Systematic name: Metschnikowia pulcherrima (anamorph Candida pulcherrima)
Synonyms: There are a lots of accepted synonyms for this yeasts. Just some examples: Torula pulcherrima, Saccharomyces pulcherrimus 
Growth on malt agar: Cell morphology: Globose to ellipsoid, 2.5 µm x 4-10 µm. Pulcherrimin (reddish-brown) pigment present & diffuses into media
Clustering: Not described
Pseudohyphae: Not described
Pellicle formation: Not described
Fermentation: Glucose: Positive
Galactose: Weak
Sucrose: Negative
Maltose: Negative
Lactose: Negative
Raffinose: Negative
Trehalose: Negative

That’s all for today. Thanks for reading.



9 thoughts on “Hello, my name is Metschnikowia pulcherrima

  1. Very nice post, I would love to try this yeast in my sour beer and see what it gives me, but I cant seem to find anyone who sells it here in Sweden, do you know if there’s a shop in Switzerland who ships to Sweden?

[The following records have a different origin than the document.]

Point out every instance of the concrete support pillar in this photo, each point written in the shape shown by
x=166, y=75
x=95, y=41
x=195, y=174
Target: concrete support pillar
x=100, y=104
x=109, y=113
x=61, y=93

    Thank you for the post.

  2. Great post! Interesting that the experimental yeast seemed much drier (or thinner, I guess) than the control. Of course, maybe it doesn’t produce glycerol, which would leave a thinner mouthfeel.

  3. So what is the purpose of α-arabinofuranosidase secretion? Is it similar to the other glucosidase enzymes like Scott Labs Scottzyme BG, Lallzyme BETA , and DSM Oenobrands Rapidase AR 2000? My thinking here is that you are not getting a big difference or preferable difference because you don’t have the right precursors. Why not try in a beer with plant matter that contain glucosides? The most obvious is hops, but other fruits contain them as well.

    We are starting to work on this angle, but I’d like your opinion based on the science side.

    • Great reply!! you’r comment is very shape. The matter probably is the key. Why not try to brew an hybrird grape-barley wort? Thatsa bit crazy, but who knows?! Crazy things some times become in genious things

      • Grape-barley products already exist. Just check out Dogfish Head’s Midas Touch: Brewed with barley, honey and grapes. Unfortunately, most of the hybrid things have already be done by others. Sake-beer hybrids, mead-beer etc

  4. Hello, what an awesome experiment!
    Do you continue brewing with this yeast?

    I have a qustion abou M. pulchermia – what is its preffered temperature for fermentation?

    I try to make sourcherry wine and I read there is this yeast on their skin and I hope for it to start the process.

    I couldn’t find answer to this question everywhere, that’s why I came to ask it to you.

    Thanks in advance,
    Best wishes

    Sandro Shanidze

    • Dear Sandro,
      thank you for your comments.
      > Do you continue brewing with this yeast?

      I currently do not. I have other yeasts at hand that do what I am looking for 🙂

      > I have a qustion abou M. pulchermia – what is its preffered temperature for fermentation

      I suppose around room temperature (or even a bit higher) should work quite well.